Range-based 6-DoF Monte Carlo SLAM with Gradient-guided Particle Filter on GPU
Nakao, Takumi, Koide, Kenji, Takanose, Aoki, Oishi, Shuji, Yokozuka, Masashi, Date, Hisashi
-- This paper presents range-based 6-DoF Monte Carlo SLAM with a gradient-guided particle update strategy. While non-parametric state estimation methods, such as particle filters, are robust in situations with high ambiguity, they are known to be unsuitable for high-dimensional problems due to the curse of dimensionality. T o address this issue, we propose a particle update strategy that improves the sampling efficiency by using the gradient information of the likelihood function to guide particles toward its mode.

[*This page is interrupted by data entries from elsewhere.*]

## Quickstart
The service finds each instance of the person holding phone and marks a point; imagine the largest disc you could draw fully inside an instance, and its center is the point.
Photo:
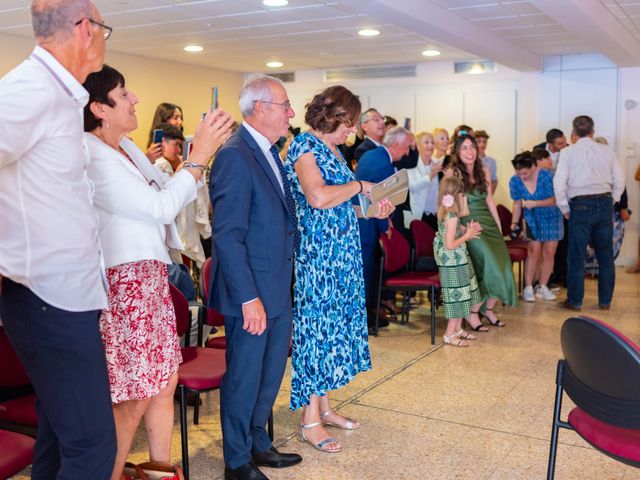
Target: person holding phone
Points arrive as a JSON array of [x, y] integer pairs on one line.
[[137, 207]]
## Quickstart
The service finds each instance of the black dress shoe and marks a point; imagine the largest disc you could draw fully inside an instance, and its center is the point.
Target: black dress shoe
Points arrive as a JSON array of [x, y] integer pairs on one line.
[[248, 471], [274, 459]]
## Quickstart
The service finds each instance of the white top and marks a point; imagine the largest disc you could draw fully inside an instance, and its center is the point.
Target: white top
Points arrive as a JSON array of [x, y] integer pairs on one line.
[[423, 189], [586, 168], [265, 146], [136, 203], [49, 229], [193, 220]]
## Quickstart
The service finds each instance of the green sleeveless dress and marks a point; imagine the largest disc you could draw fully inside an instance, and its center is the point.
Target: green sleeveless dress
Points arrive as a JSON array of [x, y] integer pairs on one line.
[[489, 253]]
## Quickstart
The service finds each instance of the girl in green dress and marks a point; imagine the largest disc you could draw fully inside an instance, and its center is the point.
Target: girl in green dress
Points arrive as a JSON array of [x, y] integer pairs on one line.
[[460, 293]]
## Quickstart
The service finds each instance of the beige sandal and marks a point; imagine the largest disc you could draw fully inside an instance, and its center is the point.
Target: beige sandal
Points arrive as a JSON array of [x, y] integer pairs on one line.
[[348, 424], [463, 334], [322, 443], [454, 341]]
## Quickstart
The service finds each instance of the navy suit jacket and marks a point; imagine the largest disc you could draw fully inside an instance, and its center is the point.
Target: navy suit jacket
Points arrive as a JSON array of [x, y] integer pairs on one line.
[[252, 247], [374, 166]]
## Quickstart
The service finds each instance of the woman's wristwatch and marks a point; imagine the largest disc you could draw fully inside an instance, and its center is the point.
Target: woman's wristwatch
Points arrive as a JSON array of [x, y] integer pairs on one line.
[[195, 165]]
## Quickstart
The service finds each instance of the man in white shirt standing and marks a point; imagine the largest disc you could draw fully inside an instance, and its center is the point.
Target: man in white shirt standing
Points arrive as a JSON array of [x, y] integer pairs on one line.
[[51, 277], [588, 181]]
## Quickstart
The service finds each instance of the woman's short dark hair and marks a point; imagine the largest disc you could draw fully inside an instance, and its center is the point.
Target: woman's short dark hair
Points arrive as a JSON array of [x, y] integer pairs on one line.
[[480, 182], [525, 159], [332, 107], [164, 112], [99, 84]]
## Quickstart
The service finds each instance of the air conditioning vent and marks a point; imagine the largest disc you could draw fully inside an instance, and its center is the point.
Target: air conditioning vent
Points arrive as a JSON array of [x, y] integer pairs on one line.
[[286, 77], [382, 71]]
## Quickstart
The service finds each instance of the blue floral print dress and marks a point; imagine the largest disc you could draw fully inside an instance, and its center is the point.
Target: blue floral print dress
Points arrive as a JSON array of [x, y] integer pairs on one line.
[[330, 343]]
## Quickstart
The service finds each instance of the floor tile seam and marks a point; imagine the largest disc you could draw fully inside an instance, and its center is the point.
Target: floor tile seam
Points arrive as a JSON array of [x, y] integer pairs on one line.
[[353, 399], [450, 422]]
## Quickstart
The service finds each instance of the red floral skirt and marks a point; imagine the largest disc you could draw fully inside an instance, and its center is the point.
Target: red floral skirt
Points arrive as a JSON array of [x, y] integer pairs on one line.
[[139, 331]]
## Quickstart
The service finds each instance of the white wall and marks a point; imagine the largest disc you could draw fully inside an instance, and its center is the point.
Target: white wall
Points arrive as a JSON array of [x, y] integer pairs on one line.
[[517, 109]]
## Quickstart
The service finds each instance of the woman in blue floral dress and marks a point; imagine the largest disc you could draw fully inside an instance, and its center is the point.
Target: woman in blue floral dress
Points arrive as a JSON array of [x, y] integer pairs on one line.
[[330, 344]]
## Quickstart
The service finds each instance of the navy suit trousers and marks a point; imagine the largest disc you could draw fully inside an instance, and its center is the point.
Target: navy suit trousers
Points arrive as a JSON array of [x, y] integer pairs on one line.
[[255, 367], [63, 355]]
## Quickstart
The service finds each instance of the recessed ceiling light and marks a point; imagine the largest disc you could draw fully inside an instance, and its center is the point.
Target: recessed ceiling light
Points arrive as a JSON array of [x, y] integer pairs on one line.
[[275, 3], [368, 32]]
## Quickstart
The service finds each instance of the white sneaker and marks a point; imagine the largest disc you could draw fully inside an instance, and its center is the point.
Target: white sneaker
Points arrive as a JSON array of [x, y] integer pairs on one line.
[[527, 294], [544, 293]]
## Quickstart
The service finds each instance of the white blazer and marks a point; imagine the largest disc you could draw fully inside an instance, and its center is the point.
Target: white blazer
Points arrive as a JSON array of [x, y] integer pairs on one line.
[[137, 206], [423, 192]]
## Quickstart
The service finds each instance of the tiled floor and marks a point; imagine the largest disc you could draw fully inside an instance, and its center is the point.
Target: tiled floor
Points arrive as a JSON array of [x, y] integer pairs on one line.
[[444, 413]]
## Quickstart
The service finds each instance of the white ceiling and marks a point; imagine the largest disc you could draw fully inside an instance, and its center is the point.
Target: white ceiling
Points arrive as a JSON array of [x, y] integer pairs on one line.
[[242, 35]]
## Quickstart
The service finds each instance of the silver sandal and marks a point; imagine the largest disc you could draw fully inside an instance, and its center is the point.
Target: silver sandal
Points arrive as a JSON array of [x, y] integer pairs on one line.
[[322, 443]]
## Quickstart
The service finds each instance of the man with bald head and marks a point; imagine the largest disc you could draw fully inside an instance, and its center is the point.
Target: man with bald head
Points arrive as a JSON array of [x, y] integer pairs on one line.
[[51, 275]]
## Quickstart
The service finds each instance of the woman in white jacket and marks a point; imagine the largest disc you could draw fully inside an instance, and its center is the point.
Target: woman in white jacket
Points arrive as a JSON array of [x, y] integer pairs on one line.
[[423, 183], [137, 208]]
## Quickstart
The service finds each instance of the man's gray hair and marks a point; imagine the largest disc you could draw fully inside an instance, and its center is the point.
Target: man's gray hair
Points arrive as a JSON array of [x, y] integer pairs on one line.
[[256, 88], [57, 17], [395, 135]]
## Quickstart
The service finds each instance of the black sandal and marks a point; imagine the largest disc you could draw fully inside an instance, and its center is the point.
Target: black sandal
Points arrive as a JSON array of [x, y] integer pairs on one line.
[[478, 328], [498, 322]]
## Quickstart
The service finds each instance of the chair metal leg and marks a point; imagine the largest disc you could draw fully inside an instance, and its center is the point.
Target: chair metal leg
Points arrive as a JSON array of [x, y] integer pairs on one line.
[[433, 315], [379, 299], [196, 409], [270, 426], [557, 409], [183, 431]]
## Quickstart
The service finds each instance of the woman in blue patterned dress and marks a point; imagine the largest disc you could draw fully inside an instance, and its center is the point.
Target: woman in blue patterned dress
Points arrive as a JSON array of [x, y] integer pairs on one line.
[[532, 191], [330, 344]]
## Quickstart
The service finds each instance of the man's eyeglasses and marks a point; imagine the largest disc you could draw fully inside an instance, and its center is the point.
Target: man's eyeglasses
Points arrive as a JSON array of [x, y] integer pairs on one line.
[[286, 105], [106, 31]]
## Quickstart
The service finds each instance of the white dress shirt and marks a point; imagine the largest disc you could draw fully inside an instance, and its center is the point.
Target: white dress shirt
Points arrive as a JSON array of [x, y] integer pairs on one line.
[[265, 146], [48, 227], [586, 168], [424, 191]]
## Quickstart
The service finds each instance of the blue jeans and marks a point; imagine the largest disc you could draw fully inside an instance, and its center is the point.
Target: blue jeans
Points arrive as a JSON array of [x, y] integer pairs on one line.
[[590, 220]]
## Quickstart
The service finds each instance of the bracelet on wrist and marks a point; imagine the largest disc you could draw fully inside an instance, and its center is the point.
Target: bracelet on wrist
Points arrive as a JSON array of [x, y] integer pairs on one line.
[[195, 165]]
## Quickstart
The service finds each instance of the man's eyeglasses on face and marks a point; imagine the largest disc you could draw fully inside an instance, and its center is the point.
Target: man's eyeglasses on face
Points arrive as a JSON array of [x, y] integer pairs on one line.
[[106, 31], [286, 105]]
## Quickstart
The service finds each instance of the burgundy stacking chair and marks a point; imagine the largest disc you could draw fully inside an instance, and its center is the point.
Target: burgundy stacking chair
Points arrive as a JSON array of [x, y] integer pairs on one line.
[[210, 316], [18, 414], [517, 248], [423, 236], [16, 452], [396, 256], [201, 371], [599, 373]]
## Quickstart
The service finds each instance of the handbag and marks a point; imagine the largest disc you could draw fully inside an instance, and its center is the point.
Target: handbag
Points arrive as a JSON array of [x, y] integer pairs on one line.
[[152, 471]]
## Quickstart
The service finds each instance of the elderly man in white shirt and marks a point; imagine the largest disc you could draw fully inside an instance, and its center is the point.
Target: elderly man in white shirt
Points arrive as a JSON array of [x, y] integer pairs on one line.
[[52, 287], [588, 181]]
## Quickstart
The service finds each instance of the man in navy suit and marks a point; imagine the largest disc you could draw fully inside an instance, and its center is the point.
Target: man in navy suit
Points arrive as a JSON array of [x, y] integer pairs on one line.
[[375, 166], [252, 264], [372, 123]]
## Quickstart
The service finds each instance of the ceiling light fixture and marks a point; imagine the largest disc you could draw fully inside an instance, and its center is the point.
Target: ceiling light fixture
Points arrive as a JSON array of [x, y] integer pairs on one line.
[[275, 3], [368, 32]]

Additionally, we introduce a keyframe-based map representation that represents the global map as a set of past frames (i.e., keyframes) to mitigate memory consumption. The keyframe poses for each particle are corrected using a simple loop closure method to maintain trajectory consistency. The combination of gradient information and keyframe-based map representation significantly enhances sampling efficiency and reduces memory usage compared to traditional RBPF approaches. T o process a large number of particles (e.g., 100,000 particles) in real-time, the proposed framework is designed to fully exploit GPU parallel processing. Experimental results demonstrate that the proposed method exhibits extreme robustness to state ambiguity and can even deal with kidnapping situations, such as when the sensor moves to different floors via an elevator, with minimal heuristics.